An entity connected to the EU Hub responsible for uploading and managing product serialization data. This is typically the MAH or a delegated partner such as a CMO or service provider.

Level 5 Alert

A critical exception requiring investigation within the EMVS network. A Level 5 Alert does not automatically indicate falsification, but it must be investigated according to defined procedures.

EAMS

The European Alert Management System, designed to streamline alert handling, communication, and documentation across the EMVS ecosystem.

AMS / AMS Hub

The infrastructure that enables routing and storage of alert-management information between national alert systems and OBP systems.


Reference: EU Delegated Regulation 2016/161 (EUR-Lex)

Why EAMS Matters for MAHs

For most Marketing Authorisation Holders, EMVS alerts are not theoretical events, they are daily operational incidents managed by serialization and supply chain teams.

A single “red” outcome at dispensing can trigger:

  • Product quarantine
  • Pharmacy investigation
  • NMVO communication
  • Internal root-cause analysis

Multiply this across many products, markets, and packaging partners, and alert management quickly becomes a recurring operational workload.

Many organizations initially manage alerts through manual communication between serialization teams, quality departments, affiliates, and CMOs. As alert volumes increase, this fragmented approach becomes difficult to sustain.

This is where EAMS becomes important.

EAMS helps standardize how alerts are documented, communicated, and tracked across European markets, allowing investigations to move more consistently across national verification systems.

A mature approach to alert management typically includes four key ingredients:

  • Strong master data governance to prevent avoidable alerts caused by upload or packaging inconsistencies.
  • A clear investigation workflow, so alerts move predictably from New to Resolved.
  • Cross-functional ownership across serialization operations, quality, IT, affiliates, and packaging partners.
  • Structured communication channels with NMVOs, end-users, OBPs, and MAHs — with EAMS integrated into many investigation procedures. See EMVO’s AMS project announcement for background.

For companies operating across multiple European markets, this structure is increasingly necessary to keep investigations consistent, traceable, and auditable.

EMVO AMS vs EAMS and How They Connect to EMVS

EAMS in one sentence

EAMS standardizes alert-handling communication and documentation across Europe, helping stakeholders resolve alerts consistently across national systems.

Where the AMS Hub fits

Many teams assume AMS is simply a portal, but operationally the AMS Hub functions as a routing and data-sharing layer connecting national alert systems and OBP systems.
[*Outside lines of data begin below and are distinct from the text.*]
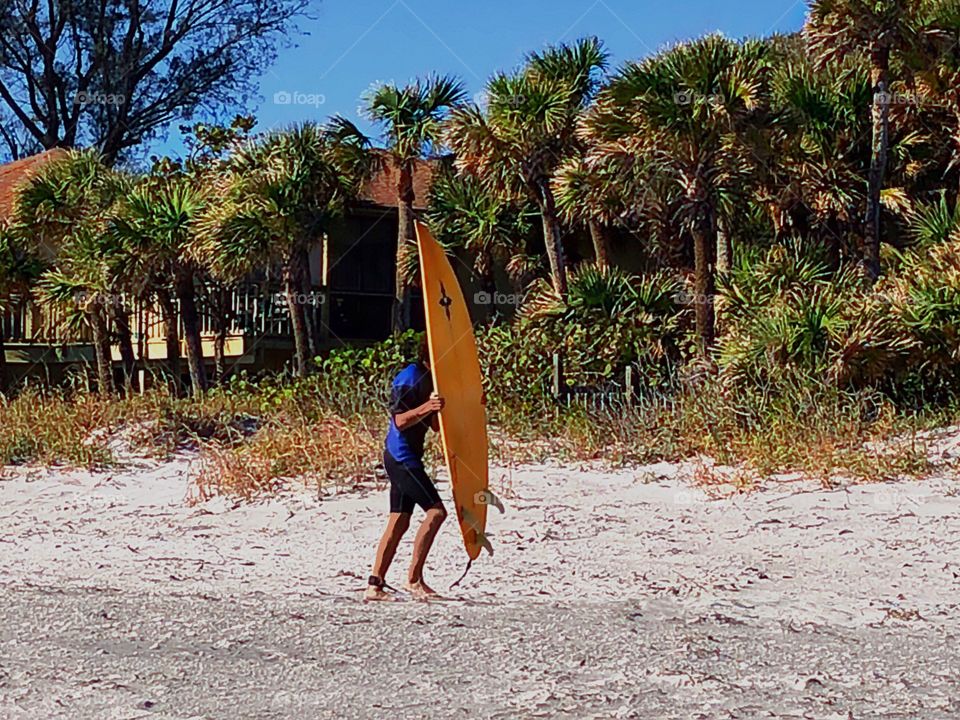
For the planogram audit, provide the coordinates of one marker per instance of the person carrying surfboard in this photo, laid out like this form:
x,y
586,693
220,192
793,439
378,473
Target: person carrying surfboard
x,y
413,411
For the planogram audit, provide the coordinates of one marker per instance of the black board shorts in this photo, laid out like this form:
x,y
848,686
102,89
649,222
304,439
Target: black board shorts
x,y
409,486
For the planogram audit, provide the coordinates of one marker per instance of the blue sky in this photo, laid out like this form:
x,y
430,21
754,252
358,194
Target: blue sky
x,y
352,45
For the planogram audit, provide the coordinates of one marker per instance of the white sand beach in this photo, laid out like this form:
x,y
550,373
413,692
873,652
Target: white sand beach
x,y
612,593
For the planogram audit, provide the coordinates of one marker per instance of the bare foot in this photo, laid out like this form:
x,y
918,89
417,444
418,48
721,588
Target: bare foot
x,y
373,593
421,591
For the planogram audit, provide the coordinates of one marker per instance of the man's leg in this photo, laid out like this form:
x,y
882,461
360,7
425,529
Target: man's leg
x,y
429,528
397,525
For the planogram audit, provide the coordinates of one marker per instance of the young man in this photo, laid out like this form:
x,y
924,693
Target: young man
x,y
413,411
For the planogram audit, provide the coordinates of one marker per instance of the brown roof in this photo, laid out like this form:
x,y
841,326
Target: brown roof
x,y
12,175
382,188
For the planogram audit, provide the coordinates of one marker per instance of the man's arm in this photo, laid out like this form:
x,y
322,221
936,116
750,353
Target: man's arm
x,y
410,418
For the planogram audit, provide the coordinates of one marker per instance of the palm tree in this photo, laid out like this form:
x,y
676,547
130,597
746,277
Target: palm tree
x,y
155,225
528,127
591,190
411,118
20,266
66,207
464,214
276,197
677,115
813,159
886,31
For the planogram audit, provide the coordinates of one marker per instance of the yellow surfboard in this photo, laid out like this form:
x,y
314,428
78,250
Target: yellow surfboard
x,y
456,377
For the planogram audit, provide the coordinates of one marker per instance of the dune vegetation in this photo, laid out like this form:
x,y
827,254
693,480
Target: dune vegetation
x,y
765,232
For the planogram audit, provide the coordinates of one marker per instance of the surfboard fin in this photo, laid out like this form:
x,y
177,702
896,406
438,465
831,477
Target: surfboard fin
x,y
493,500
475,526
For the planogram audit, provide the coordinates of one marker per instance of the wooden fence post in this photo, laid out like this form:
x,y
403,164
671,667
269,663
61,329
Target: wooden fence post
x,y
557,376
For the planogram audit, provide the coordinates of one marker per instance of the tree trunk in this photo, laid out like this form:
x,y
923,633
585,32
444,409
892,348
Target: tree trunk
x,y
4,375
309,306
172,335
186,295
880,111
552,236
101,349
601,243
298,325
724,248
704,286
121,322
221,323
406,244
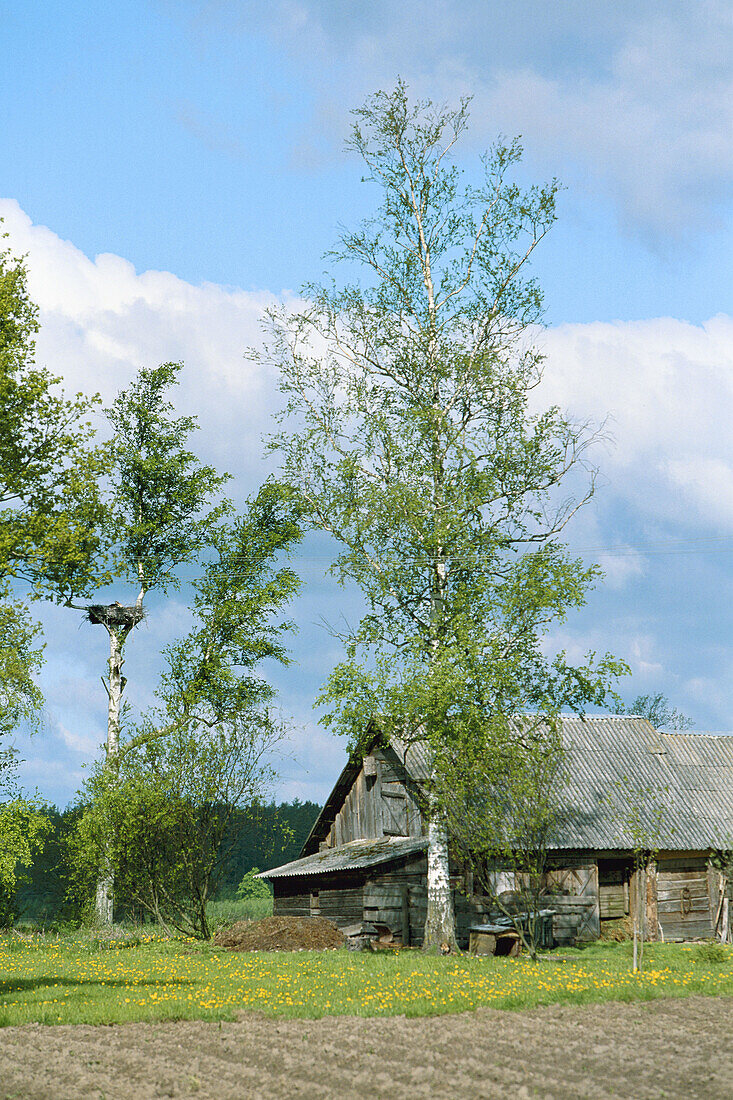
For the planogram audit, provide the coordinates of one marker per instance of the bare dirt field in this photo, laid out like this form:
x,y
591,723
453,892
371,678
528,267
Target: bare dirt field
x,y
665,1048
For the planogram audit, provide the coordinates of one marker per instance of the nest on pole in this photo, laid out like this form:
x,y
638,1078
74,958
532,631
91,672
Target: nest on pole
x,y
115,615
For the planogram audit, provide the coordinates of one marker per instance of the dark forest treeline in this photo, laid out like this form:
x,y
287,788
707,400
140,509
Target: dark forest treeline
x,y
273,835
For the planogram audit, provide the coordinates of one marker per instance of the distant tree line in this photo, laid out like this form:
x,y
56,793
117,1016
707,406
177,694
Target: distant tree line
x,y
272,836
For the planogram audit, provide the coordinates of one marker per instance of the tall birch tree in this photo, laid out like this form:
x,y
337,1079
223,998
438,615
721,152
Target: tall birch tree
x,y
163,512
409,433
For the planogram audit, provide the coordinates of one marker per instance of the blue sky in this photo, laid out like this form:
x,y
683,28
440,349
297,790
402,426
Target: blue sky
x,y
170,167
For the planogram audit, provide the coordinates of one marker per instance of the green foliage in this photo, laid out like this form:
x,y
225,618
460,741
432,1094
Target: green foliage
x,y
252,888
273,835
160,817
411,432
659,712
51,514
160,512
502,800
20,659
237,618
22,833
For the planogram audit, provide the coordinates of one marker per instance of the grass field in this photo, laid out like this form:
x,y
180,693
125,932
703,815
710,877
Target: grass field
x,y
83,979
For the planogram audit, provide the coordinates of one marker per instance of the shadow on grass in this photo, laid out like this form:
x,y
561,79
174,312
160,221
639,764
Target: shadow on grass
x,y
28,985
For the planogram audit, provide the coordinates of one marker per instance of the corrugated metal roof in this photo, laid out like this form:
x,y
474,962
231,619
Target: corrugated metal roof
x,y
690,777
354,856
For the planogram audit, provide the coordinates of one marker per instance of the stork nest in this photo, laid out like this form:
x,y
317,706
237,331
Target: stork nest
x,y
115,615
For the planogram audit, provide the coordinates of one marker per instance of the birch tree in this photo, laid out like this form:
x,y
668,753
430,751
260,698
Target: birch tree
x,y
163,510
409,433
50,516
163,816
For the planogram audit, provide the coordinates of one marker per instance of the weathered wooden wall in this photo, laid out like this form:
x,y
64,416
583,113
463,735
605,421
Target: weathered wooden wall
x,y
337,897
687,897
576,899
382,804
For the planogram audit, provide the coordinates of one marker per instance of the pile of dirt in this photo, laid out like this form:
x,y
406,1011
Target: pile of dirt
x,y
281,934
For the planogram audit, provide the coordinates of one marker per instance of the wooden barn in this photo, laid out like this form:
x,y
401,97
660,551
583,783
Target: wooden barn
x,y
364,861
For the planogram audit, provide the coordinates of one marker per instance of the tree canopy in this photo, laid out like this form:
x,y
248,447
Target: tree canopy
x,y
413,428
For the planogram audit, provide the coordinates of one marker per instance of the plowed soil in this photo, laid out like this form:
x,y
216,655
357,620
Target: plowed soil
x,y
281,934
664,1048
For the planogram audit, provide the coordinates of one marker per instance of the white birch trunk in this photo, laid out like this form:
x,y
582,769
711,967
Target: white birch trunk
x,y
440,923
105,903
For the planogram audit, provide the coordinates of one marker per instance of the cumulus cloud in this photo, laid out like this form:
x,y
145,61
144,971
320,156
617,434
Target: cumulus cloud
x,y
101,321
668,386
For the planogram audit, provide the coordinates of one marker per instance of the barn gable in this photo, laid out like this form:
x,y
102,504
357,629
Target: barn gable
x,y
364,859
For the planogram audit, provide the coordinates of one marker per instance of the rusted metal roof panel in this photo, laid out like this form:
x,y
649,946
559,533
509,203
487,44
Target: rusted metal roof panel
x,y
684,784
357,855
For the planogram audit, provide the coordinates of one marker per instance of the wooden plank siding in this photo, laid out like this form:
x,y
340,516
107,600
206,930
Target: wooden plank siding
x,y
383,804
684,898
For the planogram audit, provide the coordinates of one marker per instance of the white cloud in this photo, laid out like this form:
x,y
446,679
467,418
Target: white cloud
x,y
101,321
668,389
667,384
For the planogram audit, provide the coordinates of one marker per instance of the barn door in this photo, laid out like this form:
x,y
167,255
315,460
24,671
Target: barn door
x,y
395,809
575,897
684,899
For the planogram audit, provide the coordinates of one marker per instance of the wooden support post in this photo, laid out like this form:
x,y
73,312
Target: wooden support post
x,y
405,916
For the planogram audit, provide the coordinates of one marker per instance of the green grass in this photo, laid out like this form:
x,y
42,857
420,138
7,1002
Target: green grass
x,y
88,979
229,911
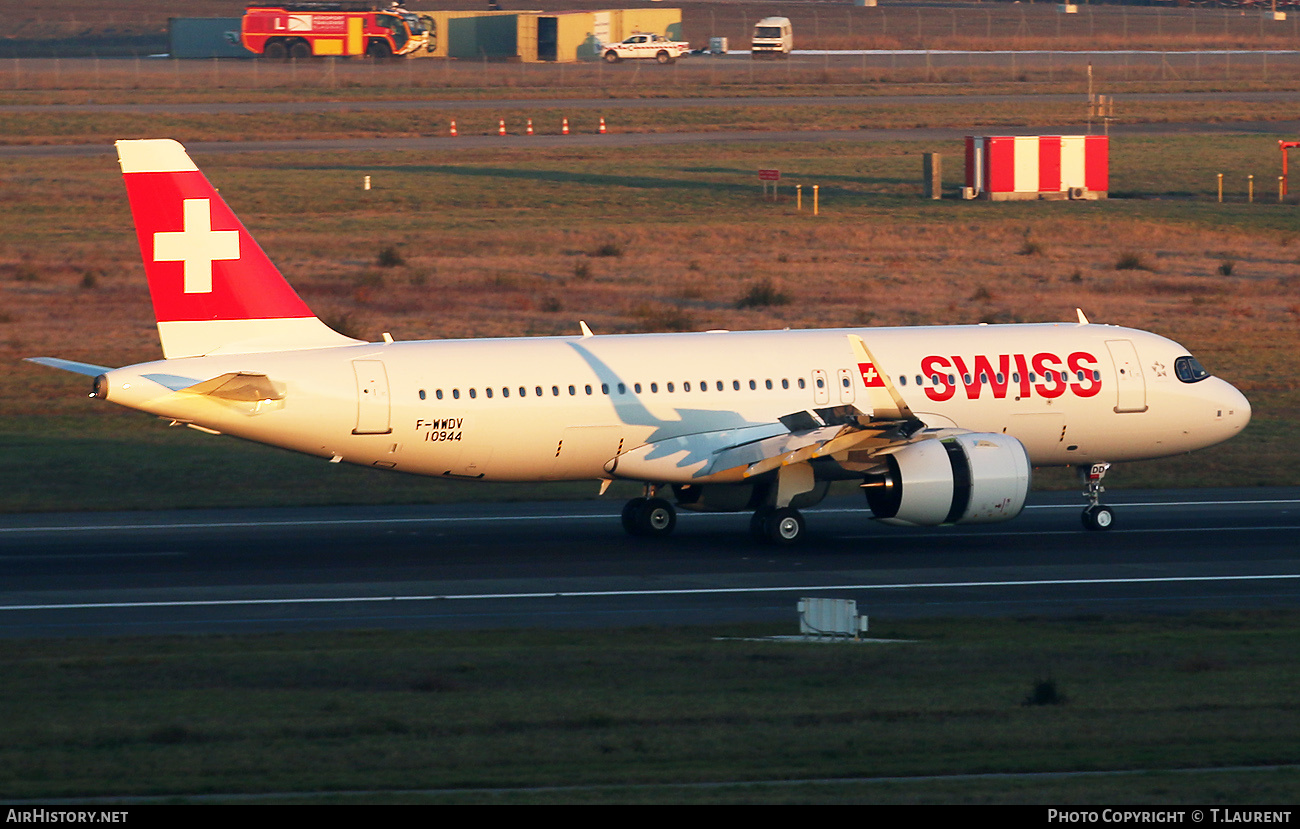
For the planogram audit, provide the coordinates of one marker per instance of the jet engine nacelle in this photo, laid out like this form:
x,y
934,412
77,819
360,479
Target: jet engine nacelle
x,y
971,478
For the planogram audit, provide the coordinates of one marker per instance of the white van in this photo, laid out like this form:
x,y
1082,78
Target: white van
x,y
772,38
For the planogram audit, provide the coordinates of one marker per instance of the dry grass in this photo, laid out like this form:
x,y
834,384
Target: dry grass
x,y
516,242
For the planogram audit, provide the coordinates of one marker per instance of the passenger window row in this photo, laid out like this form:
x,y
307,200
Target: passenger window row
x,y
616,389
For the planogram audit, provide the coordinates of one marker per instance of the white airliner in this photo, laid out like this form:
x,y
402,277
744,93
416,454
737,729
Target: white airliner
x,y
937,424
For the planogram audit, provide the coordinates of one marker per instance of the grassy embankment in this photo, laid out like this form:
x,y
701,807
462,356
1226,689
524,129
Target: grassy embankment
x,y
108,27
519,242
628,714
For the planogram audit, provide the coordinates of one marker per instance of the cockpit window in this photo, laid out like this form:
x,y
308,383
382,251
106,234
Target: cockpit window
x,y
1190,370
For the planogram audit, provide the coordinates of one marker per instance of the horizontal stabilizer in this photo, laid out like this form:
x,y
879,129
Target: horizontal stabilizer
x,y
239,386
89,369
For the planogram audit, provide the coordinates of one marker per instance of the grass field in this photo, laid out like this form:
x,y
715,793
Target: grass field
x,y
505,242
629,714
112,27
521,242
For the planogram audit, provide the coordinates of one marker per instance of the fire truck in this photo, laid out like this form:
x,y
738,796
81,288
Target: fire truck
x,y
303,30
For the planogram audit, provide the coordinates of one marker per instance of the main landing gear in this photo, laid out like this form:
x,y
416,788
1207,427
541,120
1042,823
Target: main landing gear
x,y
1096,516
779,526
651,516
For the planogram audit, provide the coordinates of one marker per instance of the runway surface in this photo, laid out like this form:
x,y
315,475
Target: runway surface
x,y
570,564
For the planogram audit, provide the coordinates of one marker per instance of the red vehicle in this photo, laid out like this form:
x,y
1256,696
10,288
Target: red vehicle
x,y
306,30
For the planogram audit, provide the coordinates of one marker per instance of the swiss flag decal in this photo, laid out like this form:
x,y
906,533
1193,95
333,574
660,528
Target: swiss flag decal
x,y
870,376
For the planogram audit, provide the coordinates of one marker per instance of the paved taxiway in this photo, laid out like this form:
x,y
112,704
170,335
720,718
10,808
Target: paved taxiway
x,y
570,564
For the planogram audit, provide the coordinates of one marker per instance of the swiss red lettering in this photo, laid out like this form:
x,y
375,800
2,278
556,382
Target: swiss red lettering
x,y
1044,374
937,367
1083,363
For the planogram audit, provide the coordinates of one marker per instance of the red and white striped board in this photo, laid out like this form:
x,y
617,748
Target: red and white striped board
x,y
1038,166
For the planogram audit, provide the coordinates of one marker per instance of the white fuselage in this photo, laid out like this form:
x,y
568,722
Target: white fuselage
x,y
562,408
See the EMVO Self-Service Portal: AMS documentation for a full technical overview.

This infrastructure allows alert information to move between MAHs, NMVOs, National Systems and OBP Environments. Treating AMS purely as a user interface often leads to underutilization. In practice, it functions as part of the data and workflow backbone supporting alert investigations.

What “OBP-based” means for MAHs

AMS access is OBP-based, meaning OBPs create MAH users and organize them into teams that control alert visibility by market.

According to the EMVO Self-Service Portal: “The AMS is an OBP based system…”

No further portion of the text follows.